Obama United State President renames highest mountain in the united state from Alaska’s Mount McKinley to Denali
President Obama announced Sunday that his administration is renaming Alaska’s Mount McKinley to Denali, the name that nearby natives have long used.
By taking action to officially name the 20,000-foot peak Denali, Obama is taking the Alaska Natives‘ side in a dispute that has stretched on for more than a century.
“Generally believed to be central to the Athabascan creation story, Denali is a site of significant cultural importance to many Alaska Natives,” the White House said in a Sunday fact sheet. “The name ‘Denali’ has been used for many years and is widely used across the state today.”
Interior Secretary Sally Jewell said the change recognizes that Denali is sacred to many Alaskans.
“The name Denali has been official for use by the State of Alaska since 1975, but even more importantly, the mountain has been known as Denali for generations,” said Jewell, who is responsible for the Board on Geographic Names, the federal body in charge of place names.
“With our own sense of reverence for this place, we are officially renaming the mountain Denali in recognition of the traditions of Alaska Natives and the strong support of the people of Alaska,” she said.
Alaska first formally requested the change when it recognized Denali itself in 1975. Denali means “the great one” in the local Athabaskan language.
Changing the name has often been a bipartisan legislative priority among Alaska’s congressional delegation to rename the mountain.
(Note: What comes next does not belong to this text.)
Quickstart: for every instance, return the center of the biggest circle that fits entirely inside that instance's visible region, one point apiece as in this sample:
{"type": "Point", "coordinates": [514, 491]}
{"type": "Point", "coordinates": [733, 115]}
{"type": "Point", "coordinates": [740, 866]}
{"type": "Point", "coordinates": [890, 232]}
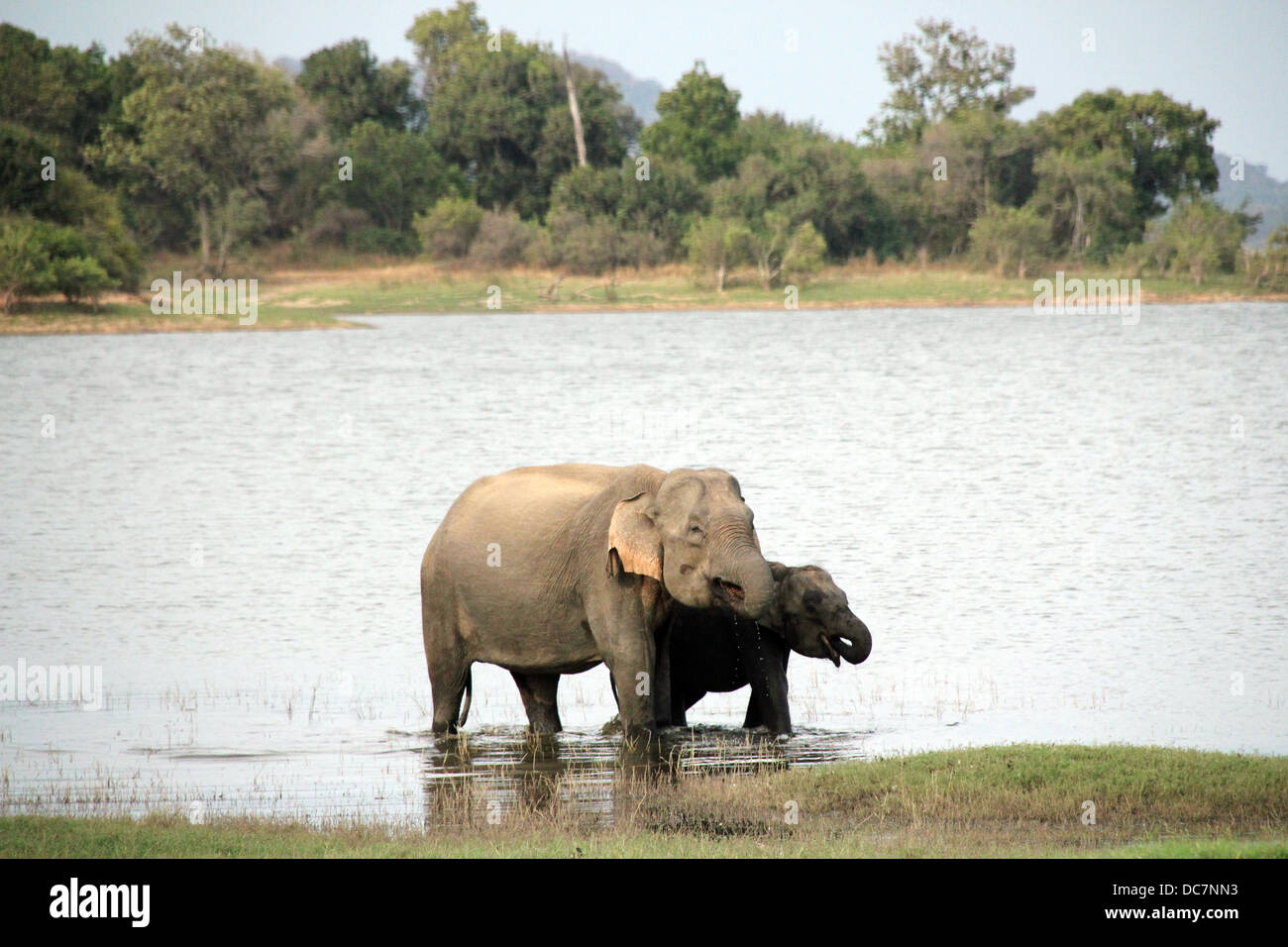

Lisa Murkowski (R), the state’s senior senator and chairwoman of the Energy and Natural Resources Committee, which is responsible for the matter, has sponsored legislation in every session of Congress to do so since taking her seat.
She hosted hearing on the bill earlier this year, at which a top National Park Service official said the Obama administration had no objection to the change.
Murkowski welcomed the news Sunday.
“For centuries, Alaskans have known this majestic mountain as the ‘Great One.’ Today we are honored to be able to officially recognize the mountain as Denali,” she said in a statement.
“I’d like to thank the President for working with us to achieve this significant change to show honor, respect, and gratitude to the Athabascan people of Alaska,” she continued.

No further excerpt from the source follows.